L’intesa Stato ed induismo, uno strumento di conoscenza

E’ entrata in vigore dall’11 dicembre 2012, e poi pubblicato sulla Gazzetta Ufficiale il 1 febbraio 2013,  l’attesa legge che regola i rapporti tra lo Stato Italiano gli induisti ed i buddisti. L’articolo 8 della Costituzione Italiana sancisce infatti che:

“Tutte le confessioni religiose sono egualmente libere davanti alla legge. Le confessioni religiose diverse dalla cattolica hanno diritto di organizzarsi secondo i propri statuti, in quanto non contrastino con l’ordinamento giuridico italiano. I loro rapporti con lo Stato sono regolati per legge sulla base di intese con le relative rappresentanze.”

Avvocato Franco di Maria, presidente dell’Unione induista italiana

Fino ad oggi i 136.000 induisti in Italia, di cui 20.000 italiani non vedevano riconosciuta la loro religione con conseguente mancata possibilità di avere una sepoltura religiosa, di poter usufruire di assistenza spirituale e di avere un riconoscimento dei luoghi di culto da parte dello Stato. In loro rappresentanza c’è l’Unione induista italiana, il cui presidente, Franco di Maria, commenta così questo avvenuto  riconoscimento “sono diverse le ragioni per le quali siamo estremamente soddisfatti di questo risultato, innanzitutto per l’autorevolezza che l’intesa ci aiuta a consolidare in quanto induisti, permettendoci di far conoscere la nostra cultura e la nostra religione.”

Numerose le incomprensioni che sono diffuse in Italia, e non solo, circa la religione induista, ed è un’altra delle motivazioni per la quale gli induisti italiani si sono costituiti unione confessionale ed hanno ricercato il riconoscimento del 1 febbraio. “C’è una visione accademica dell’induismo secondo la quale esso viene trattato e considerato esclusivamente come oggetto di studio e di analisi, e non piuttosto come una religione pulsante da comprendere, ma soprattutto da vivere.” La convinzione dell’avvocato Di Maria è che la conoscenza tra religione e persone porti alla stima e conseguentemente al rispetto reciproco.

Lo yoga non è stretching. “E’ vergognoso che chi insegni yoga non conosca la disciplina che pratica.
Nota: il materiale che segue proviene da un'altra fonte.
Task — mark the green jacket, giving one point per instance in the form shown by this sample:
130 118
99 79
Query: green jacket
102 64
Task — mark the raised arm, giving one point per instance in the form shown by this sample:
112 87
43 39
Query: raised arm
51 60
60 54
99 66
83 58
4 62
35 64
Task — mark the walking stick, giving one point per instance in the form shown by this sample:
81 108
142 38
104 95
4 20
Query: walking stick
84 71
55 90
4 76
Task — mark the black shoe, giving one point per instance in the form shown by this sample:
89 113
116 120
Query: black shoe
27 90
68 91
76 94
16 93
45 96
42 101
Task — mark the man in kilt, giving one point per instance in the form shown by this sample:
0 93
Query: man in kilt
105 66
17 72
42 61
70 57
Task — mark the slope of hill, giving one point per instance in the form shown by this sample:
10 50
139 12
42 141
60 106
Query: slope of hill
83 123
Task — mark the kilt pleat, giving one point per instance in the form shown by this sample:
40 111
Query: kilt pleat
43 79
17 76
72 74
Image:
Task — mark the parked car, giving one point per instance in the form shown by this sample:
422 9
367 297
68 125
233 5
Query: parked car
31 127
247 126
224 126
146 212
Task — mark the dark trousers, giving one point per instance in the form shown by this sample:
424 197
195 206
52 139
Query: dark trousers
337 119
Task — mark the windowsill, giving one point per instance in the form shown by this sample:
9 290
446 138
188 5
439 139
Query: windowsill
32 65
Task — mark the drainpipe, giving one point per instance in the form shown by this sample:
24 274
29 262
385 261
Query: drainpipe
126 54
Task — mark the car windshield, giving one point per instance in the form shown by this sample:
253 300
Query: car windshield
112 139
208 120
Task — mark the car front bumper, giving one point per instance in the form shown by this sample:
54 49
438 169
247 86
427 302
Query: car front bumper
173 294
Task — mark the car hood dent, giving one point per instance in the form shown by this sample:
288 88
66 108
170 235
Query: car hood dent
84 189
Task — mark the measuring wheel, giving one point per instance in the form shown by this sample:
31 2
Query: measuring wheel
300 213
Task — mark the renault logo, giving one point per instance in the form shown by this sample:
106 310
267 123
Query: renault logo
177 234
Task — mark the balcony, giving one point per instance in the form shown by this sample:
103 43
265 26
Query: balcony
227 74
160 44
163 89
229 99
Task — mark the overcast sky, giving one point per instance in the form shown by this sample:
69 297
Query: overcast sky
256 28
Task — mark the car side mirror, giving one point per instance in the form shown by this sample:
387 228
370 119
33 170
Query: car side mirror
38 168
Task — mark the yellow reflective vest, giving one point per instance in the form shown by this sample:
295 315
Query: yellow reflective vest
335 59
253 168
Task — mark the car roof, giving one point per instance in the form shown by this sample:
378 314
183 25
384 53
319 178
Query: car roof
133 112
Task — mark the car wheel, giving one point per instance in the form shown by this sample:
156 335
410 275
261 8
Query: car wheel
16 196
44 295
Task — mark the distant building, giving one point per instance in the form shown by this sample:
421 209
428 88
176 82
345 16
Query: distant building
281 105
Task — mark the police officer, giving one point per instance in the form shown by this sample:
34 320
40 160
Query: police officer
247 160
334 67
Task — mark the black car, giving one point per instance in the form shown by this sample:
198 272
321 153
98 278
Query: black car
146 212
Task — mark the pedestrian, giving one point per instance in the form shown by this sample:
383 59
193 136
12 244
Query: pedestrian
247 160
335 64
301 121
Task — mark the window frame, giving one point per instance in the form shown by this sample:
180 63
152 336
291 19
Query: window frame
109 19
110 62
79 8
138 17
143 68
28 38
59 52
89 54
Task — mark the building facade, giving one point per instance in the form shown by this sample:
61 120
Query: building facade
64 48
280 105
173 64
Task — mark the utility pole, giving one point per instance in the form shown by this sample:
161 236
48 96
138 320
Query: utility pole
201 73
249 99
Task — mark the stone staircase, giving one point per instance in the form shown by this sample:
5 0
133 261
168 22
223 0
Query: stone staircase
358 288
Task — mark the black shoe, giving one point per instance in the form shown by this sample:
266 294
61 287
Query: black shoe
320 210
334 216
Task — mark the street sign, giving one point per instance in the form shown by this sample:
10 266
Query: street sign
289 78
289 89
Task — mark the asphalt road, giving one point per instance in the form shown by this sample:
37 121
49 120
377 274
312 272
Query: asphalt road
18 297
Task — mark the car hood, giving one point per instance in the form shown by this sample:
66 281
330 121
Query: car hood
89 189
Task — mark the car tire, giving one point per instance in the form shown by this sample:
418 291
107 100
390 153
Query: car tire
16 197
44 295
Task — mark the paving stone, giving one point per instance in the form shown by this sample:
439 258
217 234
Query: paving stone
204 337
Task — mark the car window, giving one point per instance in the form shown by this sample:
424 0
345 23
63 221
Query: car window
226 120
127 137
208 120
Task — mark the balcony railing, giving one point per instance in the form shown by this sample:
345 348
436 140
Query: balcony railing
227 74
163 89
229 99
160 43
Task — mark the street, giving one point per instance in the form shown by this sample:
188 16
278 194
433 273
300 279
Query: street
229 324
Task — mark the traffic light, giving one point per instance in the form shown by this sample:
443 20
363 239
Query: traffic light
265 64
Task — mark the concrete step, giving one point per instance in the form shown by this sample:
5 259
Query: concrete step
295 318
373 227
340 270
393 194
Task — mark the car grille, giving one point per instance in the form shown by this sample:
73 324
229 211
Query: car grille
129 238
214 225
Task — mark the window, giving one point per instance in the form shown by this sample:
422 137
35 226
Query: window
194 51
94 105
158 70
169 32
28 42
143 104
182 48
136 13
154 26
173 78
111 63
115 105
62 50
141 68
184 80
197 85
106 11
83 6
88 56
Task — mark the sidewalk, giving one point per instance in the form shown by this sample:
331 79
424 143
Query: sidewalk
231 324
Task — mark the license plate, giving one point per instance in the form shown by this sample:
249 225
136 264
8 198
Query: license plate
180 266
Si può senz’altro fare yoga senza essere induisti, ma quantomeno conoscerne il substrato culturale e soprattutto religioso, che fa appunto riferimento alla religione induista, mi pare il minimo”.  Secondo Di Maria i presunti insegnanti di yoga si dividono in due categorie “coloro che fanno solo stretching e quelli che inventano tecniche che non esistono.” I secondi diffondono così un’errata visione dell’attività e pertanto “intendiamo riportare con garbo e fermezza alla realtà autentica dello yoga.”

Complesso dello Svami Gitananda Ashram nel savonese

Gli stranieri e il riconoscimento. Uno degli obiettivi che si intende  conseguire con l’intesa tra Stato e religione induista è quello di diffondere la conoscenza dell’induismo anche presso gli stessi stranieri che giungono in Italia, “molti sono bengalesi e spesso conoscono pochissimo della loro variegata cultura”. Questo riconoscimento porterebbe, grazie ai fondi destinabili con l’8 x 1000, anche alla possibilità di costruire templi dedicati al culto, che diventino anche luoghi di ritrovo per stranieri “magari allo scopo di organizzare corsi per insegnare loro i diritti che gli spettano, dei corsi d’italiano, insomma attuare delle iniziative che ne favoriscano l’integrazione”. Ad oggi il tempio di riferimento per gli induisti si trova nel savonese.

L’intesa tesse così una trama di progetti a molteplici livelli, nella consapevolezza che “il mondo e noi stessi siamo molto più complessi di come appariamo. Possediamo delle straordinarie potenzialità ancora inespresse”. Ed il dialogo interreligioso è anche mettere in comune queste capacità.